The fact is that the predictions of all the models have been thoroughly disproven by events. But that makes no difference to SAGE, because it is accounted for by the supernatural success of lockdowns, even though events correlate abysmally with the lockdowns. “Controls” such as Sweden and Florida, which also falsify the models, are explained away or ignored. The bottom line seems to be that the models are the facts, and the data are negotiable – a classic example of derealisation, only without the child’s excuse of being forced by diktat to live life entirely through a computer screen.
But this is not the sole example of such religious belief in complex models. In 2015 the Climate Change Secretary Amber Rudd convened a meeting between the pro-anthropogenic climate change Royal Society, and the skeptical Global Warming Policy Foundation, to see if they could resolve their differences to the benefit of policy. A spokesman for the latter said that they got their opponents at the RS to admit that there had been a 17 year hiatus in warming, which they explained away in various ways. But when asked how long a pause it would take for them to be persuaded that the warming models were in error, the reply was “fifty years” – and that not from 1997, when the hiatus began, but from 2015.
Now, bear in mind that global warming only became a scientific prediction in the 1980s, immediately after a reversal of the global cooling period that had for over a decade been used to predict a new ice age with great confidence. Many of you were there, and remember that this was not a minority controversial view, as is now claimed. In the 1980s, though, the consensus could turn on a sixpence when the weather changed – now, the modelling is so secure that contradictory data would be ignored for 67 years. A British meteorological scientist, John Mitchell, is attributed with saying: “People underestimate the power of models. Observational evidence is not very useful.”
But as I have discussed on a number of occasions, models become more liable to error the more complex they are, and if they are not validated by their predictive power for reality (as opposed to their ability to be fine-tuned to predict the past) they are very dangerous as tools of major policy. They are best described as computerised hypotheses, and they do in fact embody the hypotheses and interpretive choices of their designers, and stand or fall thereby. The more complex the model, the more hypotheticals are involved. And this excludes the greater programming challenges, as was shown by the inability of the Ferguson Imperial College COVID model, even after a makeover by Microsoft engineers, to predict the same results using the same inputs. (Imperial College treated that as unimportant, and simply took the average of runs of computationally invalid results as the truth).

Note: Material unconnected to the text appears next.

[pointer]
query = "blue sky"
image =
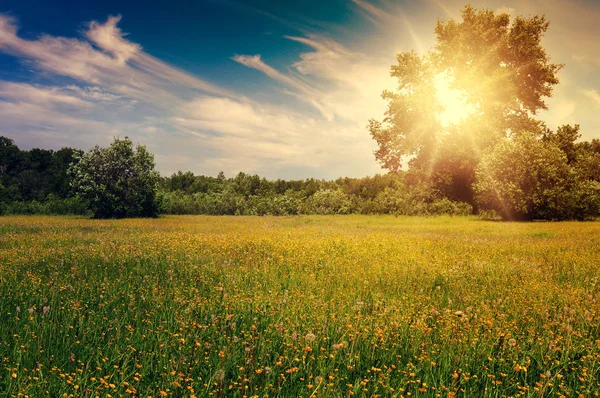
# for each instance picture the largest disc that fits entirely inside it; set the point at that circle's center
(282, 89)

I don’t know how widespread this confusion between models and reality is in science overall, but given the rarity of its being called out by scientists in other fields, I suspect it may be all too common nowadays. My first introduction to it was in relation to the confidence placed in macro-evolutionary statistical modelling, which is in the nature of things untestable in the real world. Yet that crucial limitation does not seem to instill any caution about their reliability. Specialists and lay people alike will completely discard palaeontological evidence in favour of phylogenetic models on the basis, it seems, that computers are modern technology, whereas spades are not.
In the world of computer modelling the future never surprises human expectations. One suspects that this is what makes it so attractive, because in the real world “The best laid schemes o’ mice an’ men gang aft a-gley.” You’re safe in the world of models, especially when even their internal validation trumps the unpredicatble world out there.
Strangely enough, it usually seems to be the case that the real disasters are entirely unpredicted, and that our besetting fears (aka hypotheses) tend not to be realised.
Meanwhile, though, this February still feels depressingly like last March.